Perché Di Tullio non è mai stato un sostenitore silenzioso di Russo. In più occasioni ha mantenuto posizioni critiche, ha espresso dubbi e non ha risparmiato osservazioni su metodi, scelte e risultati dell’amministrazione. Ed è proprio questa caratteristica a rendere la sua candidatura interessante: il Pd, che sembra non avere oggi un’alternativa credibile a Russo, si prepara a sostenerlo ma senza lasciarlo completamente libero di muoversi.

In altre parole, insieme alla riconferma del sindaco potrebbe arrivare anche un controllore interno. Un cane da guardia politico, con esperienza, rapporti, autonomia di giudizio e memoria lunga. Una figura chiamata a stare nella maggioranza, ma pronta a ricordare che la fedeltà al partito non coincide necessariamente con l’obbedienza cieca al sindaco.
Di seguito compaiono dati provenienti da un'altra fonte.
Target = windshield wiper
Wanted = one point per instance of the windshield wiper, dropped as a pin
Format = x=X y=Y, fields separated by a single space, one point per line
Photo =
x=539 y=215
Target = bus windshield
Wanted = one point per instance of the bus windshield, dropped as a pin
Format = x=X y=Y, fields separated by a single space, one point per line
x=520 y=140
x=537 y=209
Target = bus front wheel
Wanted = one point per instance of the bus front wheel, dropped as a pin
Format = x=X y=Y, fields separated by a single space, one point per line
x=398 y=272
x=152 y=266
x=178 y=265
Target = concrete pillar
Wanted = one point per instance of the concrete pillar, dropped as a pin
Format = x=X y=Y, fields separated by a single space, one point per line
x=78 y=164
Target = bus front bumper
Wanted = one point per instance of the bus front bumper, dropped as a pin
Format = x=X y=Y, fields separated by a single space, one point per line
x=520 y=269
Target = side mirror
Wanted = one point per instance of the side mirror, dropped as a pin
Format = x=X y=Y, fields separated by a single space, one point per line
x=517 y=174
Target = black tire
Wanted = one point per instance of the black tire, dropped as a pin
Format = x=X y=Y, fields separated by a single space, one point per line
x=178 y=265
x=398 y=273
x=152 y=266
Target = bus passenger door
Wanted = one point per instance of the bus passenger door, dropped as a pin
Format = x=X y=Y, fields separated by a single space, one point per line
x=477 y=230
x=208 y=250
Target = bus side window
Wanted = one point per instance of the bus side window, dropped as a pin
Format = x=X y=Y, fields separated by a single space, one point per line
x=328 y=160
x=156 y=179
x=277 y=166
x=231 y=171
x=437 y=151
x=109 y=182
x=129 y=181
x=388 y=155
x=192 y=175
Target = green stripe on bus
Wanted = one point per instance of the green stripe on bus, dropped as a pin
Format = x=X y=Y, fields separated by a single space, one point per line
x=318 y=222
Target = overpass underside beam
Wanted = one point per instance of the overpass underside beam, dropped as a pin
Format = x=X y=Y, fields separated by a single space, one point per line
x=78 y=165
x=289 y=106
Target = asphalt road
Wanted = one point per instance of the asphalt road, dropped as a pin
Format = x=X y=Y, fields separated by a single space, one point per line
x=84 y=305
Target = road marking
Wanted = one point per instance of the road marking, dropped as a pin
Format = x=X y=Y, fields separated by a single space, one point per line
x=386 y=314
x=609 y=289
È un segnale eloquente. Se Russo fosse considerato davvero il punto fermo indiscusso del centrosinistra savonese, forse non ci sarebbe bisogno di affiancargli una vecchia gloria critica e ingombrante. Invece il Pd pare scegliere la soluzione più prudente: avanti con Russo, purché qualcuno tenga d’occhio Russo.

Naturalmente tutto dipenderà dalle urne del 2027. Prima bisognerà vedere se il sindaco uscente riuscirà a vincere; poi si capirà se Di Tullio sarà un semplice candidato di prestigio o se diventerà davvero il contrappeso politico della prossima Giunta.

Ma una cosa sembra già evidente: la campagna elettorale è cominciata e, nel centrosinistra, la fiducia piena non pare essere tra i punti programmatici.